Rasa penasaran saya tentang cerita para perempuan yang menjadi pelayan para tamu di warung-warung di sepanjang Pantura begitu menggebu. Tahun 2012, ketika saya memutuskan mudik ke Surabaya menggunakan bis, saya menjumpai pemandangan yang tidak biasa. Setelah bis meninggalkan tol Cikampek, melewati Pantura menuju Cirebon, saya melihat beberapa wanita dengan pakaian mini duduk di depan warung-warung yang berjejer.
Meski bisa saja saya mendapatkan kisah serupa dari membaca artikel atau tulisan di portal-portal investigasi atau sejenisnya, namun rasa penasaran yang menggebu menggiring saya datang langsung ke tempat itu. Ini tugas jurnalistik yang menarik. Â
"Silakan istirahat mas," suara itu terdengar ramah. Saya melambatkan laju motor dan memutuskan beristirahat.
"Mau kopi atau rokok mas?"
"Kopi saja mbak...." jawabku sambil menaruh bokong di kursi plastik. Semenit kemudian, segelas kopi hitam tersaji di meja kayu yang agak lusuh.

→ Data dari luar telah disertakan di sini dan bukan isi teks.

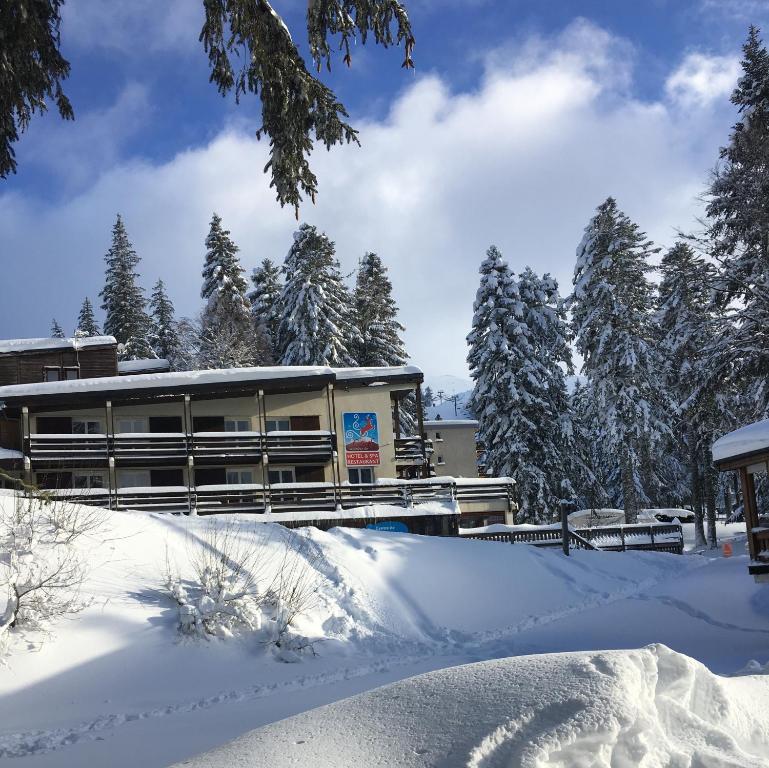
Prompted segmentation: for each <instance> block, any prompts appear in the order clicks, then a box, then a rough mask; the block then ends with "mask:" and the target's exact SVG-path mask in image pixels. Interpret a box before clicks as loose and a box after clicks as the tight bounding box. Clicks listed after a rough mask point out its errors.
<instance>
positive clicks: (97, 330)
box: [75, 296, 101, 337]
mask: <svg viewBox="0 0 769 768" xmlns="http://www.w3.org/2000/svg"><path fill="white" fill-rule="evenodd" d="M99 335H101V331H100V330H99V325H98V323H97V322H96V318H95V317H94V314H93V305H92V304H91V300H90V299H89V298H88V297H87V296H86V297H85V299H83V305H82V306H81V307H80V314H79V315H78V316H77V328H76V329H75V336H78V337H83V336H99Z"/></svg>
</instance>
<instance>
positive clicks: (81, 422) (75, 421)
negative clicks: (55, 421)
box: [72, 419, 101, 435]
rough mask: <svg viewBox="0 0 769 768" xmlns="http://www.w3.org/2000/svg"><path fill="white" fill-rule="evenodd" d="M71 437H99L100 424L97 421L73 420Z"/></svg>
mask: <svg viewBox="0 0 769 768" xmlns="http://www.w3.org/2000/svg"><path fill="white" fill-rule="evenodd" d="M72 434H73V435H100V434H101V422H100V421H99V420H98V419H93V420H91V419H73V420H72Z"/></svg>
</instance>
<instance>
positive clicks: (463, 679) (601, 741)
mask: <svg viewBox="0 0 769 768" xmlns="http://www.w3.org/2000/svg"><path fill="white" fill-rule="evenodd" d="M767 708H769V679H766V678H761V677H749V678H732V679H729V678H722V677H719V676H717V675H714V674H712V673H711V672H710V671H709V670H708V669H707V668H706V667H704V666H703V665H702V664H700V663H699V662H697V661H695V660H694V659H691V658H689V657H688V656H684V655H682V654H679V653H676V652H674V651H672V650H670V649H669V648H667V647H666V646H664V645H652V646H648V647H646V648H643V649H640V650H632V651H604V652H583V653H564V654H549V655H548V654H543V655H538V656H521V657H516V658H509V659H501V660H496V661H487V662H481V663H477V664H469V665H466V666H461V667H454V668H451V669H444V670H440V671H437V672H430V673H427V674H424V675H420V676H418V677H413V678H410V679H407V680H403V681H401V682H399V683H394V684H392V685H388V686H385V687H383V688H379V689H376V690H373V691H369V692H367V693H364V694H360V695H358V696H354V697H352V698H349V699H345V700H343V701H340V702H337V703H336V704H331V705H328V706H325V707H321V708H319V709H315V710H312V711H309V712H306V713H304V714H301V715H298V716H296V717H292V718H288V719H286V720H283V721H281V722H278V723H274V724H272V725H269V726H266V727H264V728H260V729H258V730H255V731H252V732H251V733H248V734H246V735H244V736H242V737H241V738H239V739H237V740H235V741H233V742H231V743H229V744H226V745H224V746H223V747H220V748H219V749H216V750H214V751H212V752H209V753H207V754H204V755H201V756H199V757H197V758H194V759H192V760H188V761H186V762H184V763H181V764H180V765H185V766H188V767H191V768H214V767H216V768H220V767H222V766H228V767H229V766H233V767H236V766H237V768H246V767H249V768H250V767H252V766H253V768H256V766H265V765H269V766H270V767H271V768H281V767H282V766H299V765H302V766H305V765H306V766H309V765H311V766H313V768H325V767H328V768H343V767H346V766H350V767H352V766H364V765H398V766H401V767H408V766H442V768H451V767H453V766H456V768H460V767H461V768H497V767H499V768H502V767H503V766H504V767H505V768H508V767H512V766H516V767H518V766H520V768H572V767H579V768H581V767H583V766H584V767H585V768H587V766H591V767H593V768H603V767H605V768H630V766H643V767H644V768H656V767H657V766H659V767H660V768H662V766H671V767H676V768H679V767H680V768H684V767H685V766H686V767H687V768H688V767H689V766H719V767H720V768H726V767H727V766H733V767H734V768H737V767H738V766H739V768H752V767H753V766H769V722H767V719H766V718H761V717H760V713H762V712H766V711H767Z"/></svg>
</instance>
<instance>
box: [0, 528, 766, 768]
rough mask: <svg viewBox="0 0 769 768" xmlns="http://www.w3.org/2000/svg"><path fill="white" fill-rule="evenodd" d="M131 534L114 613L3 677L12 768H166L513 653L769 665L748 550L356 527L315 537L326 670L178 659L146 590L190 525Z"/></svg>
mask: <svg viewBox="0 0 769 768" xmlns="http://www.w3.org/2000/svg"><path fill="white" fill-rule="evenodd" d="M124 523H125V526H127V528H128V530H126V531H124V533H125V534H126V536H125V537H124V538H123V539H121V540H120V541H119V543H118V544H116V545H115V547H116V551H115V553H114V554H115V556H114V557H113V558H112V560H111V561H110V566H109V567H108V568H106V569H105V568H102V569H101V570H100V571H99V573H98V574H97V575H95V578H94V584H95V585H97V586H98V589H99V591H100V592H101V593H102V594H104V593H107V594H109V599H108V601H107V603H106V604H103V605H102V606H101V607H99V608H98V609H96V608H93V609H89V611H87V612H86V613H84V614H82V615H81V616H79V617H78V618H77V619H75V620H74V621H72V622H69V623H65V624H64V625H63V626H62V627H60V628H59V629H58V631H57V638H56V639H55V640H52V641H50V642H49V643H48V644H46V645H45V646H44V647H43V649H42V650H41V651H40V652H39V653H32V654H30V653H18V654H16V655H15V656H14V657H13V658H12V659H11V660H10V667H9V668H8V669H6V670H5V671H3V672H2V673H0V722H1V723H2V725H1V726H0V763H2V764H3V765H5V764H9V765H14V766H30V767H31V766H73V767H74V766H82V765H86V764H93V765H109V766H114V767H115V768H122V766H126V768H128V766H135V765H137V764H141V765H142V766H147V767H148V768H152V767H153V766H158V767H160V766H165V765H167V764H169V763H171V762H173V761H175V760H180V759H183V758H184V757H186V756H189V755H193V754H196V753H199V752H201V751H203V750H206V749H210V748H212V747H214V746H215V745H217V744H221V743H222V742H223V741H226V740H228V739H231V738H233V737H235V736H237V735H238V734H240V733H243V732H245V731H247V730H249V729H253V728H255V727H257V726H260V725H263V724H265V723H270V722H274V721H276V720H278V719H281V718H284V717H287V716H290V715H293V714H296V713H298V712H302V711H305V710H307V709H308V708H311V707H316V706H320V705H322V704H326V703H329V702H332V701H336V700H338V699H340V698H342V697H345V696H349V695H352V694H354V693H357V692H360V691H364V690H367V689H371V688H373V687H376V686H379V685H382V684H384V683H386V682H391V681H395V680H398V679H402V678H405V677H408V676H411V675H414V674H418V673H421V672H425V671H429V670H436V669H440V668H444V667H449V666H453V665H457V664H462V663H466V662H471V661H478V660H486V659H494V658H500V657H505V656H511V655H520V654H529V653H542V652H548V651H568V650H582V649H584V650H593V649H596V648H600V649H610V648H629V647H639V646H643V645H646V644H648V643H653V642H662V643H665V644H666V645H668V646H670V647H671V648H673V649H675V650H678V651H681V652H683V653H686V654H688V655H690V656H692V657H694V658H697V659H699V660H701V661H703V662H705V663H706V664H708V666H710V667H711V668H712V669H714V670H715V671H720V672H725V673H733V672H736V671H738V670H740V669H742V668H743V667H744V666H745V664H746V663H747V662H748V661H749V660H750V659H758V660H759V661H760V662H762V663H764V662H766V661H767V655H768V653H769V652H767V650H766V649H767V647H769V642H767V640H769V590H767V589H766V588H762V587H758V586H756V585H754V584H753V582H752V581H751V580H750V579H749V578H748V576H747V573H746V562H745V555H744V554H743V553H741V546H742V545H739V544H738V546H737V547H736V548H735V549H736V556H735V557H733V558H731V559H729V560H725V559H722V558H719V557H714V556H712V553H711V554H709V555H705V556H699V555H687V556H683V557H679V556H674V555H664V554H656V553H577V554H576V555H575V556H573V557H571V558H568V559H567V558H565V557H563V556H562V555H561V554H559V553H558V552H553V551H543V550H537V549H535V548H532V547H521V546H516V547H511V546H509V545H504V544H498V543H493V542H471V541H460V540H446V539H443V540H441V539H427V538H423V537H412V536H401V535H393V534H385V533H374V532H365V531H363V532H362V531H349V530H336V531H333V532H329V533H322V532H318V531H313V532H312V534H310V535H311V536H312V542H313V546H314V547H316V548H317V549H318V550H319V552H320V553H321V554H322V558H321V560H320V562H319V564H318V568H319V570H320V571H321V572H322V573H323V574H324V576H325V577H326V578H327V579H328V582H327V584H326V586H325V587H324V591H323V595H322V598H323V604H322V606H321V613H323V614H324V615H330V616H331V618H330V619H326V620H325V622H324V626H326V627H327V631H326V634H329V632H330V635H329V639H328V640H327V641H326V642H323V643H321V644H320V645H319V654H320V655H319V656H318V657H315V658H308V659H306V660H305V661H304V662H302V663H300V664H298V665H297V664H294V665H287V664H280V663H277V662H275V661H274V660H273V659H272V658H271V657H269V656H268V655H266V654H265V651H264V649H262V648H254V647H249V646H248V645H247V644H245V643H241V642H231V643H224V644H220V643H213V644H205V643H204V644H202V645H201V644H198V643H193V644H178V643H176V642H175V638H174V634H173V629H172V623H173V622H172V619H171V617H170V611H168V609H167V607H165V606H164V605H163V603H162V601H160V600H158V597H157V595H156V594H153V593H152V591H151V590H147V588H146V585H147V583H148V581H149V580H150V578H151V575H152V573H154V570H153V569H154V563H153V561H152V560H153V557H155V555H157V554H158V552H159V551H160V550H161V549H162V546H163V545H164V541H163V540H162V539H160V538H159V537H158V536H157V529H159V528H163V529H165V528H169V527H170V529H171V530H172V532H173V531H174V530H175V529H177V527H178V525H177V524H176V523H174V522H173V521H172V522H171V523H170V525H169V519H168V518H166V519H164V520H157V521H156V520H154V519H153V518H144V520H143V521H141V520H139V521H135V520H132V521H130V523H128V522H125V521H124ZM132 526H133V527H132ZM148 536H151V538H150V539H148ZM156 539H157V541H156ZM153 542H154V544H153V546H156V547H157V548H158V552H155V553H154V554H153V552H152V551H151V547H150V546H149V544H151V543H153ZM743 544H744V543H743ZM742 548H743V550H744V546H742ZM138 553H141V554H140V555H139V554H138ZM127 569H128V570H127ZM129 570H130V574H129ZM139 585H143V588H140V586H139ZM105 756H108V757H105Z"/></svg>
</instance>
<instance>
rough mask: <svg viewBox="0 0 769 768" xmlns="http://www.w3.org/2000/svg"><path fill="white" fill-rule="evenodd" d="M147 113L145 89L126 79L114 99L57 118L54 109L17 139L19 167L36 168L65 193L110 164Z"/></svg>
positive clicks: (147, 115) (132, 135) (116, 159)
mask: <svg viewBox="0 0 769 768" xmlns="http://www.w3.org/2000/svg"><path fill="white" fill-rule="evenodd" d="M151 113H152V106H151V104H150V100H149V95H148V92H147V89H146V88H145V87H144V86H143V85H141V84H139V83H133V82H131V83H128V84H127V85H126V86H125V87H124V88H123V89H122V91H120V93H119V94H118V96H117V99H116V100H115V103H114V104H112V105H110V106H108V107H106V108H104V109H98V110H94V111H92V112H86V113H84V114H83V115H80V114H79V113H78V114H77V119H76V120H75V121H72V122H66V123H62V122H61V120H60V119H59V116H58V114H57V113H55V112H51V113H48V114H47V115H45V116H44V117H43V119H40V120H36V121H34V122H33V123H32V124H31V125H30V128H29V131H28V133H27V135H25V137H24V141H23V142H21V143H20V145H19V151H18V156H19V167H20V168H22V169H26V168H27V167H30V168H33V167H38V168H41V169H42V170H43V171H44V172H45V173H46V174H48V175H51V176H55V178H56V180H57V182H58V183H59V184H60V185H61V187H62V188H63V189H64V190H66V191H67V192H68V193H70V194H72V193H74V192H78V191H81V190H82V189H83V188H85V187H86V186H87V185H90V184H92V183H93V180H94V179H95V178H97V177H98V175H99V173H100V172H101V171H102V170H103V169H104V168H108V167H110V166H111V165H114V164H115V163H116V162H117V161H118V158H119V157H120V154H121V149H122V147H123V146H124V144H125V142H126V141H127V140H128V139H130V138H131V137H132V136H134V135H135V134H136V133H137V132H138V131H139V130H141V129H142V128H143V127H144V126H145V125H146V123H147V120H148V119H149V117H150V115H151Z"/></svg>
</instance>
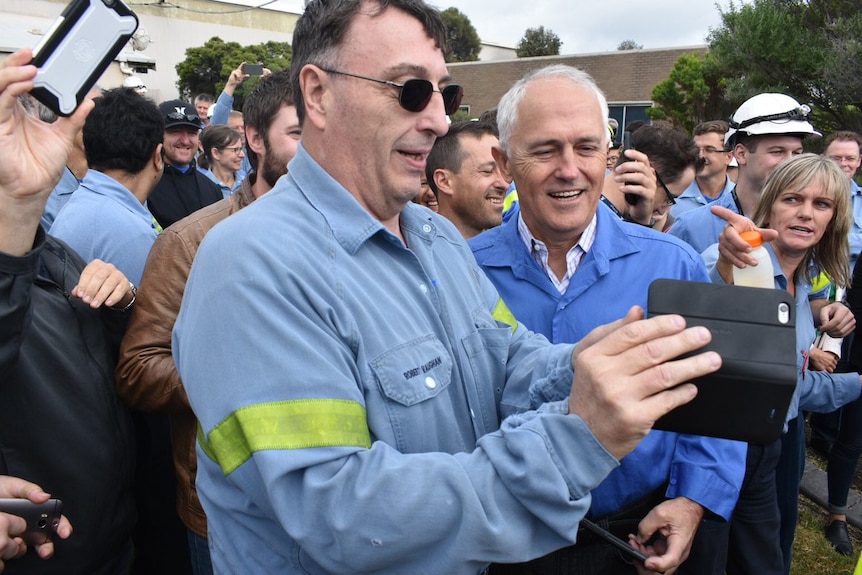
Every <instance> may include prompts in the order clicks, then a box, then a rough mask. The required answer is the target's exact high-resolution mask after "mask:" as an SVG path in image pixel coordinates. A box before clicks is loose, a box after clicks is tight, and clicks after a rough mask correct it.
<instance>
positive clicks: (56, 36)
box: [31, 0, 138, 116]
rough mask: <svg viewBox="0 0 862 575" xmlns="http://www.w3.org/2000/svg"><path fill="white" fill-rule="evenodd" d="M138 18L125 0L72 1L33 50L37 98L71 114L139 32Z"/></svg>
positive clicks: (63, 10)
mask: <svg viewBox="0 0 862 575" xmlns="http://www.w3.org/2000/svg"><path fill="white" fill-rule="evenodd" d="M137 29H138V17H137V16H136V15H135V14H134V12H132V11H131V10H129V8H128V6H126V5H125V4H123V2H121V1H120V0H73V1H72V2H71V3H70V4H69V5H68V6H66V9H65V10H63V13H62V14H61V15H60V17H59V18H57V20H56V21H55V22H54V24H53V26H52V27H51V29H50V30H49V31H48V32H47V33H46V34H45V37H44V38H43V39H42V41H41V42H40V43H39V45H38V46H36V48H35V49H34V50H33V61H32V64H34V65H35V66H37V67H38V68H39V71H38V72H37V74H36V79H35V81H34V83H35V87H34V88H33V90H32V92H31V93H32V94H33V96H34V97H35V98H36V99H37V100H39V101H40V102H42V103H43V104H45V105H46V106H48V107H49V108H50V109H51V110H53V111H54V112H56V113H57V114H59V115H61V116H69V115H71V114H72V113H73V112H74V111H75V109H76V108H77V107H78V105H79V104H80V103H81V102H82V101H83V100H84V98H85V97H86V95H87V93H88V92H89V91H90V90H91V89H92V87H93V86H94V85H95V84H96V82H97V81H98V79H99V77H100V76H101V75H102V73H103V72H104V71H105V69H106V68H107V67H108V65H109V64H110V63H111V60H113V59H114V58H115V57H116V55H117V54H119V53H120V50H122V49H123V46H124V45H125V44H126V42H128V41H129V38H131V37H132V34H134V33H135V30H137Z"/></svg>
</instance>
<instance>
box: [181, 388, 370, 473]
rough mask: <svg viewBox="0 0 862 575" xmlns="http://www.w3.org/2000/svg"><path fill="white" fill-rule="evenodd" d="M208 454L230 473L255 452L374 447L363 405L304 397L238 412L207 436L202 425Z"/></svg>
mask: <svg viewBox="0 0 862 575" xmlns="http://www.w3.org/2000/svg"><path fill="white" fill-rule="evenodd" d="M198 442H199V443H200V445H201V448H202V449H203V451H204V453H206V454H207V456H208V457H209V458H210V459H212V460H213V461H215V462H216V463H218V464H219V466H220V467H221V468H222V471H223V472H224V474H225V475H229V474H230V473H232V472H233V471H234V470H235V469H236V468H238V467H239V466H240V465H242V464H243V463H245V462H246V461H247V460H248V459H249V458H251V456H252V454H254V453H255V452H256V451H262V450H268V449H308V448H313V447H363V448H366V449H367V448H369V447H371V432H370V431H369V430H368V422H367V420H366V415H365V407H363V406H362V405H360V404H359V403H356V402H355V401H346V400H341V399H302V400H294V401H276V402H272V403H261V404H257V405H249V406H247V407H243V408H242V409H238V410H237V411H235V412H234V413H232V414H231V415H229V416H228V417H226V418H225V419H224V420H222V421H221V422H220V423H219V424H218V425H216V426H215V427H214V428H213V429H212V431H210V433H209V436H204V432H203V429H202V428H201V427H200V425H199V426H198Z"/></svg>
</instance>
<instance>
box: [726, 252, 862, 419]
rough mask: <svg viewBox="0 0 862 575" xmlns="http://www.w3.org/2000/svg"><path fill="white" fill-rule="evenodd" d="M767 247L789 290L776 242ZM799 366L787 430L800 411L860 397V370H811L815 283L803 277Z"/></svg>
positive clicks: (800, 288) (825, 412)
mask: <svg viewBox="0 0 862 575" xmlns="http://www.w3.org/2000/svg"><path fill="white" fill-rule="evenodd" d="M763 246H764V247H765V248H766V251H768V252H769V256H770V257H771V258H772V269H773V271H774V273H775V289H780V290H784V291H787V286H788V281H789V280H788V278H787V277H786V276H785V275H784V272H783V271H781V262H779V261H778V258H777V257H776V256H775V251H774V250H773V249H772V245H770V244H768V243H765V244H763ZM709 276H710V278H712V281H713V283H718V284H724V280H723V279H722V277H721V274H719V273H718V268H717V266H716V264H712V266H710V269H709ZM795 287H796V296H795V299H796V349H797V351H798V353H797V354H796V367H797V370H798V375H797V380H796V390H795V392H794V393H793V398H792V399H791V401H790V406H789V408H788V410H787V417H786V418H785V419H784V422H785V431H786V429H787V422H788V421H790V420H792V419H795V418H796V416H797V415H799V410H800V409H801V410H803V411H814V412H817V413H829V412H832V411H835V410H836V409H838V408H839V407H841V406H842V405H844V404H846V403H849V402H851V401H853V400H854V399H856V398H857V397H859V392H860V389H862V387H860V385H859V374H858V373H829V372H826V371H812V370H810V369H808V367H809V366H808V354H809V350H810V349H811V344H812V343H814V337H815V336H816V330H815V328H814V316H813V315H812V313H811V304H810V303H809V301H810V299H811V298H810V297H809V296H810V295H811V283H810V282H807V281H803V280H800V281H799V282H797V283H796V286H795Z"/></svg>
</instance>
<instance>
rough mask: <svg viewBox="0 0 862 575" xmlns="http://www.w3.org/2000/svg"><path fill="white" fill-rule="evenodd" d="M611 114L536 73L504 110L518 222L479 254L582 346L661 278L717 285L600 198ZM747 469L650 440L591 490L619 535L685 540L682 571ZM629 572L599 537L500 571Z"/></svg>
mask: <svg viewBox="0 0 862 575" xmlns="http://www.w3.org/2000/svg"><path fill="white" fill-rule="evenodd" d="M551 103H555V105H550V104H551ZM606 117H607V103H606V101H605V98H604V95H603V94H602V93H601V91H600V90H599V88H598V87H597V86H596V85H595V83H594V82H593V80H592V79H591V78H590V77H589V76H588V75H587V74H585V73H584V72H582V71H580V70H578V69H576V68H571V67H568V66H551V67H548V68H544V69H541V70H538V71H536V72H533V73H532V74H529V75H528V76H526V77H525V78H523V79H521V80H520V81H518V82H516V83H515V85H514V86H513V87H512V88H511V89H510V91H509V92H508V93H507V94H506V95H505V96H503V98H502V99H501V100H500V104H499V106H498V107H497V123H498V126H499V128H500V147H499V148H495V156H496V158H497V160H498V162H500V164H501V166H502V168H503V172H504V174H506V175H507V176H508V177H512V178H514V181H515V185H516V186H517V188H518V195H519V200H520V201H519V205H520V214H517V215H514V216H513V217H512V218H510V219H509V220H508V221H507V222H505V223H504V224H503V225H502V226H501V227H498V228H494V229H492V230H489V231H487V232H485V233H483V234H480V235H479V236H477V237H476V238H473V239H472V240H470V242H469V244H470V247H471V248H472V250H473V252H474V254H475V255H476V260H477V261H478V263H479V265H480V266H481V267H482V269H483V270H484V271H485V273H486V274H487V275H488V277H489V278H490V279H491V281H492V282H493V283H494V285H495V287H496V288H497V291H498V292H499V293H500V296H501V298H502V299H503V301H505V302H506V304H507V306H508V307H509V309H510V310H511V311H512V312H513V314H514V316H515V317H516V318H518V320H519V321H521V322H522V323H523V324H524V325H525V326H527V327H528V328H529V329H532V330H534V331H537V332H539V333H542V334H544V335H545V336H546V337H548V338H549V339H550V340H551V341H552V342H554V343H564V342H576V341H579V340H580V339H581V338H582V337H584V336H585V335H586V334H587V333H589V331H590V330H591V329H593V328H595V327H596V326H598V325H601V324H603V323H605V322H607V321H608V320H610V319H612V318H615V317H619V315H621V314H624V313H625V311H626V310H627V309H628V308H629V307H630V306H632V305H641V306H645V305H646V302H647V290H648V288H649V284H650V283H651V282H652V280H654V279H658V278H675V279H684V280H691V281H701V282H708V281H709V277H708V275H707V272H706V269H705V268H704V265H703V262H702V261H701V259H700V257H699V256H698V254H697V253H695V252H694V251H693V250H691V248H689V247H688V246H687V245H685V244H684V243H683V242H681V241H679V240H677V239H675V238H671V237H668V236H667V235H666V234H662V233H659V232H657V231H654V230H652V229H648V227H646V226H642V225H639V224H636V223H628V222H623V221H621V220H620V219H619V218H617V217H615V215H614V214H613V212H612V211H611V210H610V209H609V208H608V207H607V206H606V205H605V204H604V203H602V202H600V201H599V199H600V196H601V191H602V182H603V178H604V170H605V155H606V153H607V150H608V148H607V145H606V142H605V140H604V139H603V132H605V131H606V130H604V121H603V120H604V118H606ZM744 461H745V444H743V443H739V442H735V441H727V440H720V439H711V438H705V437H700V436H688V435H679V434H675V433H669V432H663V431H652V432H651V433H650V434H649V435H648V436H647V438H646V439H645V440H644V441H643V442H642V443H641V444H640V445H639V446H638V448H637V449H635V450H634V451H633V452H632V453H631V454H629V455H628V457H626V459H625V460H624V461H623V462H622V465H621V466H620V467H619V468H618V469H616V470H614V472H613V473H611V475H610V476H609V477H608V478H607V479H606V480H605V481H604V482H603V483H602V484H601V485H599V486H598V488H596V489H594V490H593V493H592V495H593V501H592V506H591V508H590V514H591V515H592V517H593V518H595V520H597V521H598V520H601V519H608V520H609V521H613V522H617V523H616V527H618V528H619V529H620V532H618V533H617V535H618V536H620V537H626V536H627V535H628V533H635V532H637V531H638V528H640V531H641V533H642V534H645V535H647V536H649V535H651V534H652V533H653V532H655V531H656V530H657V529H662V530H663V531H664V532H665V533H674V536H672V537H669V538H668V548H667V553H666V554H667V556H668V558H671V557H672V558H673V560H674V562H675V564H679V563H681V562H682V561H684V560H685V559H686V556H687V555H688V553H689V548H690V546H691V544H692V540H693V538H694V536H695V533H696V532H697V530H698V527H699V525H700V524H701V522H702V520H703V519H704V518H705V516H708V517H716V516H717V517H721V518H722V519H723V520H727V519H728V518H729V517H730V515H731V513H732V512H733V507H734V505H735V504H736V499H737V496H738V493H739V486H740V485H741V483H742V477H743V472H744ZM645 501H649V503H647V504H644V502H645ZM623 521H626V522H625V523H623ZM639 524H640V525H639ZM705 543H711V544H712V548H711V550H709V551H705V555H707V557H699V556H698V557H693V558H692V559H693V560H696V561H698V562H697V563H696V564H695V565H692V566H690V567H689V568H688V569H686V567H687V566H686V565H683V568H682V569H681V570H680V572H681V573H684V572H691V573H698V574H703V573H709V572H710V571H709V570H708V568H707V564H708V561H709V558H710V557H709V556H710V554H711V555H712V556H714V555H715V554H717V553H719V552H720V551H721V550H722V548H721V545H720V542H717V546H716V542H713V541H706V542H705ZM710 552H711V553H710ZM623 561H625V559H624V558H622V557H620V555H619V554H618V553H617V552H616V551H615V550H614V549H613V548H612V547H610V546H607V545H606V544H603V543H602V542H601V540H598V541H596V542H595V544H591V542H590V541H582V542H579V543H578V544H576V545H575V546H573V547H570V548H567V549H564V550H561V551H559V552H556V553H554V554H552V555H550V556H547V557H543V558H541V559H538V560H535V561H533V562H531V563H530V564H528V565H527V566H510V567H507V566H496V567H495V568H494V571H493V572H494V573H506V574H509V573H548V574H555V573H560V574H562V573H570V572H571V571H570V569H571V567H570V565H571V564H575V563H585V564H590V565H591V568H590V569H587V568H586V567H584V566H581V567H578V571H577V572H578V573H595V574H607V573H614V572H618V571H619V569H621V568H624V567H625V565H624V564H623V563H622V562H623ZM585 569H586V570H585ZM715 572H716V573H717V575H720V574H721V571H720V570H717V571H715Z"/></svg>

Sejurus kemudian, Dita, begitu ia mengenalkan namanya, menyodoriku rokok. "Maaf, saya tidak merokok." Setelah menyulut sebatang rokok filter, dia lalu duduk santai di kursi plastik di sebelah saya, menemani saya menghabiskan kopi.
Rokok filter putih itu dihisapnya dalam-dalam, lalu asapnya dikepulkan bergulung-gulung. Diterpa sinar lampu yang agak redup, aku dapat dengan jelas mengamati wajahnya yang putih dengan polesan bedak dan gincu.
Setelah aku sodorkan beberapa lembar puluhan ribu, mbak Dita akhirnya berhasil saya rayu agar mau bercerita tentang secuil perjalanan kelam kehidupannya. Aku menyayangkan, di usia yang tak lagi muda, ia tetap menggeluti profesinya itu. "Saya tidak memiliki keahlian mas. Pernah bekerja di Jakarta sebentar, namun tidak betah, lalu memutuskan pindah kemari." Asap rokok tebal kembali dikepulkan. "Sebelum ke sini, sudah ada beberapa teman yang bekerja dan menetap di sekitar sini."
"Di Jakarta, awalnya saya bekerja sebagai penjaga toko. Tapi, akhirnya saya juga bekerja seperti ini...." kata perempuan bertubuh sedikit gemuk itu.
"Sama saja dengan tempat dulu..., " ujarnya tersenyum.
"Tidak pulang ke kampung mbak?" tanyaku.